Microsoft Fabric Updates Blog

Synapse June 2023 Monthly Update

Monthly Update

Welcome to the first edition of the Synapse in Microsoft Fabric monthly update! Visit the blog site the first week of the month to see what our teams have been up to. This blog will cover the 4 Synapse experiences in Fabric: Data Warehouse, Data Engineering, Data Science, and Real-Time Analytics.

Check out our companion video below and read on for all of the announcements we have for you for this month! We’re excited you’re here!

Contents

Data Warehouse
Data Engineering
Data Science
Real-Time Analytics

Data Warehouse

Synapse Data Warehouse is the next generation of data warehousing in Microsoft Fabric that is the first transactional data warehouse to natively support an open data format enabling IT teams, data engineers and business users to collaborate seamlessly and extract actionable insights from their data, all without compromising enterprise security or governance. Just like the previous data warehouse generation, SQL provides multi-table ACID transactional guarantees. It is built on the well-established SQL Server Query Optimizer and Distributed Query Processing engine but is bolstered with the key improvements below that add significant new value to enterprises.

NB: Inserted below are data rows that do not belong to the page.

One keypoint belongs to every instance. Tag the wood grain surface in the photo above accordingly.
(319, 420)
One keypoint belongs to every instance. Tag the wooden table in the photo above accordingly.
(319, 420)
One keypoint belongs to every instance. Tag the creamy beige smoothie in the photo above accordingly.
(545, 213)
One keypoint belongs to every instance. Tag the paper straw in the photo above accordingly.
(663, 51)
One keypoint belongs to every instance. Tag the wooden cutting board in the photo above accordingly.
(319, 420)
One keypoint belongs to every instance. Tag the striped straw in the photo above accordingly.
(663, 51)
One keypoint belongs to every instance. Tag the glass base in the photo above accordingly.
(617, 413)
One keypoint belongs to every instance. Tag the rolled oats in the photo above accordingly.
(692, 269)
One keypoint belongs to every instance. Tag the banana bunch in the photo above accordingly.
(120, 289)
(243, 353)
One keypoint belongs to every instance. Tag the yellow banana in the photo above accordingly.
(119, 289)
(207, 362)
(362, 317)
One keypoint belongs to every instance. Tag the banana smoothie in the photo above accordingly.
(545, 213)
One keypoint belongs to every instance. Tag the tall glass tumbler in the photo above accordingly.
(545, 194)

Some of the key Synapse Data Warehouse experiences that are launching as part of Microsoft Fabric at Build are:

Fully managed: this new data warehouse is a fully managed SaaS solution and effortlessly extends modern data architectures to both professional developers who love to write code and citizen enthusiasts with no coding skills. What previously took enterprises months to accomplish can now be done in minutes efficiently.
No provisioning and managing of resources: instead of provisioning dedicated clusters, it is based on a fully serverless compute infrastructure where resources are provisioned in milliseconds as jobs requests come in. Enterprises benefit from resource efficiencies and only pay for what they use.
Separation of storage and compute: compute nodes used are independent of storage enabling enterprises to scale and pay for either one separately.
Open data standards: data is not locked-in the proprietary SQL Server format but is stored in the open data standard of Delta-Parquet in the Microsoft OneLake providing interoperability not only with all workloads in Fabric but also the Spark ecosystem without requiring any data movement.
Cross-querying: as a result of the open data standard support, data in the lake whether processed by a Fabric workload or any other compute engine can be queried and cross-joined without making any copies of the data.
Auto-scaling: it automatically scales resources instantly as query and usage requirements increase and down-scales when there is no more need for these resources, all without any user intervention.
Self-optimizing: it automatically detects and isolates workloads to deliver predictable performance. The best performance is based on caching which is automatic and multi-tiered based on activity. Query plans generated are optimal. There is no need to hire highly skilled engineers to manage workload groups or tune the data warehouse.
Fully integrated: it is fully integrated with all Fabric workloads right out of the box for any developer. Users can continue to benefit from the rich capabilities of the SQL engine using the T-SQL language or a simple user interface. All this with the continued benefits of the SQL ecosystem.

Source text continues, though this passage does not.